A vingt-sept ans, elle est une vedette du monde des handicapés moteurs. Dorine, vous l’avez probablement vue à la télévision ou entendue à la radio, elle est la première française paraplégique à avoir obtenu un brevet de pilote privé sur avion… mais l’administration de l’aviation civile lui refuse le droit de travailler !

Sa vie a commencé dans un bourg de la Loire, entre des parents très occupés par leur entreprise d’ambulance- taxi et un grand frère. Privée d’affection parentale, prisonnière d’une vie rurale, Dorinne cherche l’évasion dans les airs : son père aime voler, et elle le suit sur les aérodromes. Ce sont là leurs quelques moments de connivence, si ce n’est de complicité. Jusqu’à l’accident, en mai 1991, à l’âge de 17 ans. Le Piper Apache qui la transporte est pris dans un orage, il s’écrase dans le Forez, Dorine est la seule rescapée, elle se réveillera paraplégique.

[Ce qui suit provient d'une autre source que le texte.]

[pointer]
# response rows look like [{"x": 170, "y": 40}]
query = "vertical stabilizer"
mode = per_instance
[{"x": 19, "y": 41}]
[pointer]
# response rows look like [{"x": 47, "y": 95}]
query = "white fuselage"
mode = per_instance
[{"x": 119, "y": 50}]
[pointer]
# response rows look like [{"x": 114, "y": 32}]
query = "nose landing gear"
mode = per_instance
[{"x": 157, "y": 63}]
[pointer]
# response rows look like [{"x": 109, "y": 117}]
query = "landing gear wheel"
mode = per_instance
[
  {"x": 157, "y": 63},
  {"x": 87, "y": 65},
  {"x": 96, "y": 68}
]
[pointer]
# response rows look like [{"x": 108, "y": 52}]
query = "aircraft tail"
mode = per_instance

pprentissage du fauteuil roulant, découverte de sa nouvelle identité sociale, c’est en pleine adolescence qu’elle va se reconstruire en se donnant un but, une raison de vivre: voler. Le hasard des rencontres lui permet de prendre les cours qui l’amèneront à obtenir son brevet de pilote quatre ans après son accident, et de participer dans la foulée à son premier rallye aérien, le Toulouse- Saint- Louis du Sénégal. Avec ses équipiers, elle termine première. Cela n’émeut guère les caciques de la Direction Générale de l’Aviation Civile qui lui refusent le droit de travailler comme pilote privé. Ce qui est possible, légal, normal, aux USA depuis 20 ans demeure interdit en France et en Europe : handicapé des membres inférieurs = interdiction professionnelle absolue. Que des américains paraplégiques ou amputés transportent passagers ou marchandises avec un taux de sécurité plus élevé que leurs confrères valides, l’administration française n’en a cure et ses dirigeants traitent Dorine (« et en plus c’est une femme ») – par le mépris.

Alors, c’est par l’écriture et la médiatisation de sa vie et de son combat qu’elle veut faire plier les bureaucrates. Pour aller jusqu’au bout de ses envies, pour vaincre ce qui a brisé son corps et fortifié son âme : l’avion, ses ailes, son rêve…

Laurent Lejard, juin 2002


La Couleur préférée de ma mère, récit/ témoignage de Dorine Bourneton, est paru en 2002 aux Éditions Robert Laffont. 198 pages, 18,10 euros.